Richard Kuhn, professor and head of biological sciences, studies the replication of dengue virus and its interactions with human and mosquito hosts. Kuhn, along with Michael Rossmann, Purdue's Hanley Distinguished Professor of Biological Sciences, was part of the team to first map the structure of the dengue virus in 2002. Kuhn and Rossmann continue to identify targets for vaccines, antiviral drugs and treatments. Kuhn also is the inaugural director of the Purdue Institute for Inflammation, Immunology and Infectious Diseases (PI4D).

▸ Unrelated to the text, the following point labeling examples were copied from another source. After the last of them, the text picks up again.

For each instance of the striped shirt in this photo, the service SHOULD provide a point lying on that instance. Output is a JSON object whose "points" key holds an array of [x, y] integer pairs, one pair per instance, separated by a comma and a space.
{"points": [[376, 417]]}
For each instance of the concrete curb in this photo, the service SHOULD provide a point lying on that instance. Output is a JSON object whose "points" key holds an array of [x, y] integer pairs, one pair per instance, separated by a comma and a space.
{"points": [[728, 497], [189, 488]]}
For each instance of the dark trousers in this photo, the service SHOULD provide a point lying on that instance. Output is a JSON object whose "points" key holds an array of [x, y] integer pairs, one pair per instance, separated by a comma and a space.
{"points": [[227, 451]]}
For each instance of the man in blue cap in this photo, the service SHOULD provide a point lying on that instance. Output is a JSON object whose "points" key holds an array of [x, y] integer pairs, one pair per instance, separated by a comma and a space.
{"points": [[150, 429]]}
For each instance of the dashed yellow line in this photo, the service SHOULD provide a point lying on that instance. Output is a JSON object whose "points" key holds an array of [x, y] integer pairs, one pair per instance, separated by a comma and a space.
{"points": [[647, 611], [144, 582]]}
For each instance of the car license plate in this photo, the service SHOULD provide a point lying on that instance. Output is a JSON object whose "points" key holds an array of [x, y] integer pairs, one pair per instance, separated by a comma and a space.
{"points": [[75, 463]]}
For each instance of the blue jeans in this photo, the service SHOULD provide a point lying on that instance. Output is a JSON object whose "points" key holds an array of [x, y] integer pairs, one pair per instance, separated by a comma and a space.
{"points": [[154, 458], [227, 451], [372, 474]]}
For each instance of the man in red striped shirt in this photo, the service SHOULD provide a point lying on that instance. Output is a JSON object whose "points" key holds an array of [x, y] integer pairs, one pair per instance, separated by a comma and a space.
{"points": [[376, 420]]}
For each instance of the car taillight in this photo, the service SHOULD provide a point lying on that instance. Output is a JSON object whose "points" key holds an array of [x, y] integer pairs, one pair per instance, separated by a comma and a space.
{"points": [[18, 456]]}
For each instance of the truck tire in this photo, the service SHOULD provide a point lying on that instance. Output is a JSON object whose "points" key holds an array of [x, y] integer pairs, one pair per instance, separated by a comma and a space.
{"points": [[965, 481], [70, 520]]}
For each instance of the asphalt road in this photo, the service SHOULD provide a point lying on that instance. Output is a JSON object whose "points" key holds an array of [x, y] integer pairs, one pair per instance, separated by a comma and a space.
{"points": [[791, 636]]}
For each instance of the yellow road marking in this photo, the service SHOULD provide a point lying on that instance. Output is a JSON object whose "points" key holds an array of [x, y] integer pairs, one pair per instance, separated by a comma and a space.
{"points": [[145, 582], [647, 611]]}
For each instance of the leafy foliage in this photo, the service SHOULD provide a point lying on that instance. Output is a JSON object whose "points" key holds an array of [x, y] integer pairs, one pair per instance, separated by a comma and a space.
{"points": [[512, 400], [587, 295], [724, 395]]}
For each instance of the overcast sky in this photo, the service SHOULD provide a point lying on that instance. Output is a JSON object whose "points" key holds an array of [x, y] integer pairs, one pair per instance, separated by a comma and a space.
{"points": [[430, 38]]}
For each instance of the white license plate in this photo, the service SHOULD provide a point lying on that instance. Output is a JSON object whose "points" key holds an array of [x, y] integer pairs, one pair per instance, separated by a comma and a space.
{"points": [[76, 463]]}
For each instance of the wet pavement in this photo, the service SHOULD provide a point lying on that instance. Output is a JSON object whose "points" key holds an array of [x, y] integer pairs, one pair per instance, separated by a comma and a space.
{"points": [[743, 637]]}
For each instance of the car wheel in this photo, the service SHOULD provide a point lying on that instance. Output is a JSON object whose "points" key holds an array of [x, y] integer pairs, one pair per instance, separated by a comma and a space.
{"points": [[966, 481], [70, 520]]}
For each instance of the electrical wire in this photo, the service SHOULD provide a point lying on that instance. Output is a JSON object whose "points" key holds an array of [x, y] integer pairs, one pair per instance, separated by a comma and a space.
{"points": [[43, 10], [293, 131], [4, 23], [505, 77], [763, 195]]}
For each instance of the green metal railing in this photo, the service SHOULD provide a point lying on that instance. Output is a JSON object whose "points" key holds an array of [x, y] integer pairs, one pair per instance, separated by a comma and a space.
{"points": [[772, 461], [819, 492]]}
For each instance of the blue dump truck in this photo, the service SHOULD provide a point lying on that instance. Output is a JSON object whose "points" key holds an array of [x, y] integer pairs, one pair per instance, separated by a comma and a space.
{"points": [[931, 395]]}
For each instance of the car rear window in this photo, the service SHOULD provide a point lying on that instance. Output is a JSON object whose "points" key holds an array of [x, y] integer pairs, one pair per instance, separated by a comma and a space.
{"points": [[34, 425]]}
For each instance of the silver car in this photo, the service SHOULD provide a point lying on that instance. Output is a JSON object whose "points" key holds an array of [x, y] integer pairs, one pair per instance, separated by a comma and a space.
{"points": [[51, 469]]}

CONTACT: Richard Kuhn, 765-494-4407, firstname.lastname@example.org
Research website: http://bilbo.bio.purdue.edu/~viruswww/Kuhn_home/research.php
Catherine Hill, professor of medical entomology, vector biology and a public health Extension specialist, studies the biology of insects that cause human diseases. One focus of her research is on the biology of mosquitoes and ticks that impact human and animal health. She is the coordinator of the Purdue Entomology Public Health Extension Program, which aims to reduce transmission of vector-borne diseases through education. Hill can discuss transmission, epidemiology, symptoms and prevention of mosquito-borne diseases. She also can discuss control of mosquitoes and other medically relevant pests including ticks, lice, fleas, chiggers and bedbugs.
Hill also collaborated with Val Watts, interim head of the department and professor of medicinal chemistry and molecular pharmacology, to identify a new class of insecticides that could provide a safer, more selective means of controlling mosquitoes that transmit infectious diseases. Hill and Watts used the mosquito genome to pinpoint chemicals that disrupt the mechanics of dopamine, leading to the insect's death. The chemicals are more selective than current insecticides, which bind readily to molecules in humans and non-target insects.